Milan will ban cars from driving within the city on Sunday, a measure aimed at tackling high pollution levels, even as authorities consider new measures, such as prohibiting smoking at bus stops.
The measure – which is not the first time that Italy’s economic capital has banned driving within city limits – has been met with scepticism by some, with the regional counsellor for the environment, Raffaele Cattaneo, calling it “demagogy with a green sauce”.
Milan’s mayor, Beppe Sala, himself acknowledged the measure would not solve the city’s pollution problem in the long-term, pointing a finger at polluting heating systems and cars.
Smog has been a recurring problem in Italy’s industrial north, especially in Milan and neighbouring Turin, and previous authorities have often turned to banning cars.
A European Court of Auditors report published in September 2018 found that cars were a “major source of urban air pollution” in Milan, and said the most effective measures would be to limit their use.
On Sunday, residents of Italy’s economic capital and tourists will have to get around via bike, electric scooter or public transport from 10:00 (9:00 GMT) to 18:00.

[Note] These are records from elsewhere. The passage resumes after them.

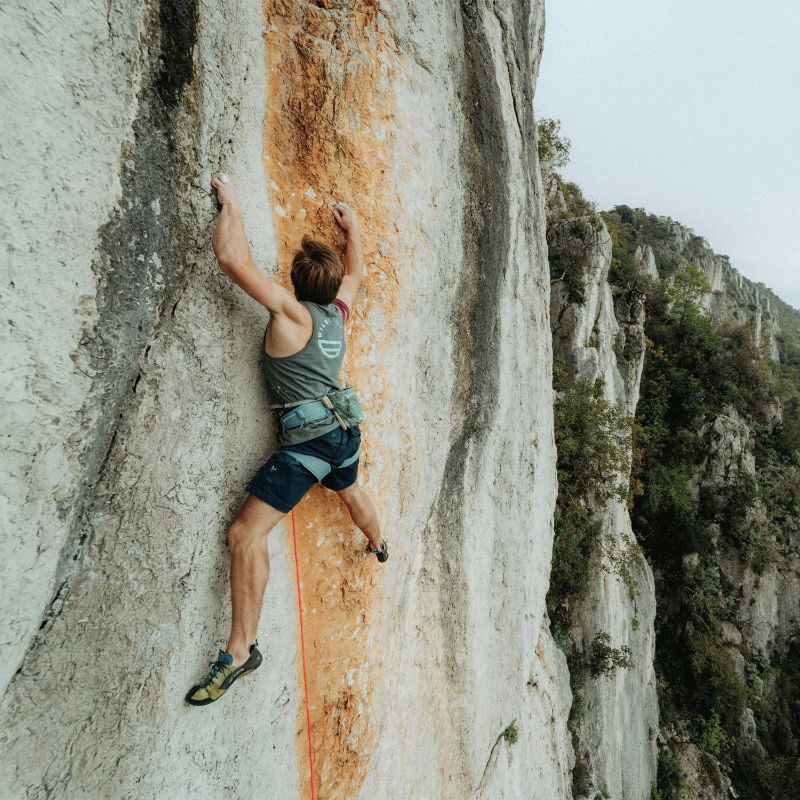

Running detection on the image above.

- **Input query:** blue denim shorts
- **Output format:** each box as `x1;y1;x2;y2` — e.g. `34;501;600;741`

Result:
246;425;361;514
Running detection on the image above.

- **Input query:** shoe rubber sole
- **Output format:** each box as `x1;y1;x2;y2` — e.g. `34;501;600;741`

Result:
185;645;264;706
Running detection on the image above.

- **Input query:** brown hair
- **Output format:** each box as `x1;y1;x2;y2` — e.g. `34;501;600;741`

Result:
291;234;344;305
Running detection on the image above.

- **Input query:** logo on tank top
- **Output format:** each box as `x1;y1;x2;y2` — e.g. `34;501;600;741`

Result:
317;312;342;358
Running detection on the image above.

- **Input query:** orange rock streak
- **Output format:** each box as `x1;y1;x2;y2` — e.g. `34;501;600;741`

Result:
264;0;400;800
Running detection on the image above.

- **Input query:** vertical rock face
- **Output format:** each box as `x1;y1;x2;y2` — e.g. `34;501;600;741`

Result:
546;191;658;800
2;0;572;800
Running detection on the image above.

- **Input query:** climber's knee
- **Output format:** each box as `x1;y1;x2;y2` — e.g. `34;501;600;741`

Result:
228;519;257;550
337;483;364;508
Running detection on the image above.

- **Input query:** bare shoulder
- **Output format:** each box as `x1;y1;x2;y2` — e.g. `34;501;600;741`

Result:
264;298;314;358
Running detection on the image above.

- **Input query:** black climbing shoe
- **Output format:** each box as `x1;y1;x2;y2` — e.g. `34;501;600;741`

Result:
365;538;389;564
186;639;264;706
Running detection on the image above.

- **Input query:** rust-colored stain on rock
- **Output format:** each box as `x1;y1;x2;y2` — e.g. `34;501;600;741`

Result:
264;0;401;800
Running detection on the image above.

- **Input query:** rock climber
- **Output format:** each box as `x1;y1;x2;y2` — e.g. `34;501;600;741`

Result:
186;173;389;705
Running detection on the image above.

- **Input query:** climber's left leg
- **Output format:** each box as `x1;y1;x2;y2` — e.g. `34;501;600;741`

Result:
225;494;286;667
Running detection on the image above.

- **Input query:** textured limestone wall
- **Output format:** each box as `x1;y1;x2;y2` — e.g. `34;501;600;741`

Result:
2;0;572;800
551;209;658;800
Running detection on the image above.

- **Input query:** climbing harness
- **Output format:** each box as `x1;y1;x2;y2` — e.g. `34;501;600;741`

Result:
270;386;366;430
292;509;316;800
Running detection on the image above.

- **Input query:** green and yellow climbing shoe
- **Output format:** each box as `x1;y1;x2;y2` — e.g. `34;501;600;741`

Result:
365;538;389;564
186;639;263;706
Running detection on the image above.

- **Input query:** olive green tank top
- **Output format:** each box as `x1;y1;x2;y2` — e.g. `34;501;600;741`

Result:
261;300;347;445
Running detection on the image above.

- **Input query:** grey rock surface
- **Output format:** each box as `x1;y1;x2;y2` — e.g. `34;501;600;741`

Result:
550;206;658;800
0;0;572;800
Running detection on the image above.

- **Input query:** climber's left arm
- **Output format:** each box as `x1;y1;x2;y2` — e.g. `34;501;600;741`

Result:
212;176;299;314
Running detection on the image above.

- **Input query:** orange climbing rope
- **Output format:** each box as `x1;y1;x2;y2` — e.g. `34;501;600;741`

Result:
292;509;316;800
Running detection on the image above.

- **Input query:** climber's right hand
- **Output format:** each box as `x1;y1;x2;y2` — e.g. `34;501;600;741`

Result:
333;203;358;233
211;172;239;207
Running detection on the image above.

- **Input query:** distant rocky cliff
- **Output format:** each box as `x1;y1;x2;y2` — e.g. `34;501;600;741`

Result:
0;0;571;800
540;133;800;800
0;0;800;800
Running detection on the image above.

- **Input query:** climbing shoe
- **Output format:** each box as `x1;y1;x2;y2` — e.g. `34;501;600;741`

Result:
366;538;389;564
186;639;263;706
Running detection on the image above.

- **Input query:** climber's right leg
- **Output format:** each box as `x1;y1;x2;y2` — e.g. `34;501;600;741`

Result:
337;483;389;562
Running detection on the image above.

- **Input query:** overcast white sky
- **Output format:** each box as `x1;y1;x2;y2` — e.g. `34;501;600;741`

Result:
535;0;800;308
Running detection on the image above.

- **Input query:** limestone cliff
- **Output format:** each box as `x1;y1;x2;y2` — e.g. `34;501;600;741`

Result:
543;162;658;798
2;0;572;800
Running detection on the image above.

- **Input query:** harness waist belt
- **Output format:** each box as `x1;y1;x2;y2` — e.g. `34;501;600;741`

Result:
283;448;361;481
280;400;333;430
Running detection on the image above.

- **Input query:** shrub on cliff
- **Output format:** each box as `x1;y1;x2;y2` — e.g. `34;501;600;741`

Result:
547;376;632;631
536;117;572;170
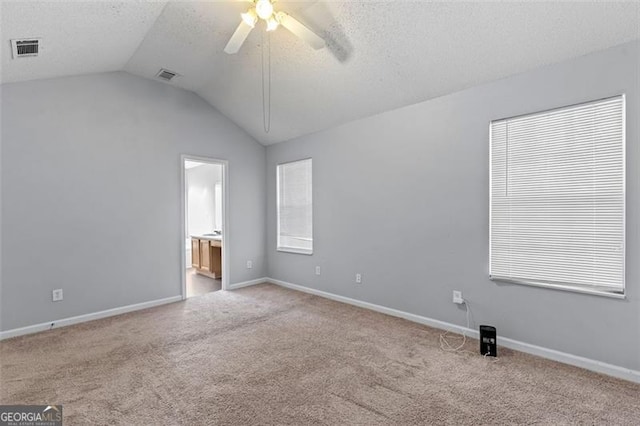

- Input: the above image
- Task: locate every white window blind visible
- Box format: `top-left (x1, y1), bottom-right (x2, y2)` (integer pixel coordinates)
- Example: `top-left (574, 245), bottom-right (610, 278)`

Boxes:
top-left (489, 96), bottom-right (625, 294)
top-left (277, 159), bottom-right (313, 254)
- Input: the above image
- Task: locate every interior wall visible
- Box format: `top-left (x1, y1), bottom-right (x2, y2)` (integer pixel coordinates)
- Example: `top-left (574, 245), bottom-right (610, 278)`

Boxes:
top-left (0, 72), bottom-right (266, 330)
top-left (267, 41), bottom-right (640, 370)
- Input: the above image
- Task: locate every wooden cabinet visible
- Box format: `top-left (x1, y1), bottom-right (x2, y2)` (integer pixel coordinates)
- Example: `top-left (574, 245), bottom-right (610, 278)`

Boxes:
top-left (191, 238), bottom-right (200, 269)
top-left (200, 240), bottom-right (211, 271)
top-left (191, 237), bottom-right (222, 278)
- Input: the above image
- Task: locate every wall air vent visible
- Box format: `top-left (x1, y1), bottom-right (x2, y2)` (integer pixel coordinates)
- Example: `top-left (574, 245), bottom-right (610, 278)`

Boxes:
top-left (156, 68), bottom-right (178, 81)
top-left (11, 38), bottom-right (40, 59)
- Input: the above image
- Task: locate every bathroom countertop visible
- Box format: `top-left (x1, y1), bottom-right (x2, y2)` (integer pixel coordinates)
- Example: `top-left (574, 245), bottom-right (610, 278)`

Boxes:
top-left (191, 235), bottom-right (222, 241)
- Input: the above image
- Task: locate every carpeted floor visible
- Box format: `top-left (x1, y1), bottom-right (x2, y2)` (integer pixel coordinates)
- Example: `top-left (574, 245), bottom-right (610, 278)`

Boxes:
top-left (0, 284), bottom-right (640, 425)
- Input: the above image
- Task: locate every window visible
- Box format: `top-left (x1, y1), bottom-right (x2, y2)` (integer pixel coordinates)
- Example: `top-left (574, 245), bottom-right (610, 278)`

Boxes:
top-left (489, 96), bottom-right (625, 296)
top-left (277, 158), bottom-right (313, 254)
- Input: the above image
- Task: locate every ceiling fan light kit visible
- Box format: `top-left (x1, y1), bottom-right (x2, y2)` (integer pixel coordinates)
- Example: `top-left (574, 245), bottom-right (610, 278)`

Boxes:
top-left (224, 0), bottom-right (325, 133)
top-left (224, 0), bottom-right (326, 55)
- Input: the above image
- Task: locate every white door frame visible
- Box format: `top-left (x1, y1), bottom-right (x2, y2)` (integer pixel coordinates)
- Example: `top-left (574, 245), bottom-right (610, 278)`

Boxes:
top-left (180, 154), bottom-right (231, 300)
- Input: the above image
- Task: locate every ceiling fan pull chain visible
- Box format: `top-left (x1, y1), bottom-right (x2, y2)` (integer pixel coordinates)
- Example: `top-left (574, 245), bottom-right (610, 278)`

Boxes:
top-left (262, 32), bottom-right (271, 133)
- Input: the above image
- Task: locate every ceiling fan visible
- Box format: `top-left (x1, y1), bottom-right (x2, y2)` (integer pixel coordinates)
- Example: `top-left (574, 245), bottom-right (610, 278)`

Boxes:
top-left (224, 0), bottom-right (325, 54)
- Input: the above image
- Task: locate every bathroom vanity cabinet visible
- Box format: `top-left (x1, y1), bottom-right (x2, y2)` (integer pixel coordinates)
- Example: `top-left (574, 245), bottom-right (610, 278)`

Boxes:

Some streets will remain open to traffic, in particular to allow access to the San Sir Stadium, where AC Milan meets Hellas Verona in the afternoon.
Earlier this month, Sala proposed that smoking be banned at bus and tram stops, part of a wider plan to ban smoking outright in open spaces by 2030. It will be submitted to the city council in March.
Cattaneo said cigarette smoke constitutes a mere 1.9 percent of environmental emissions.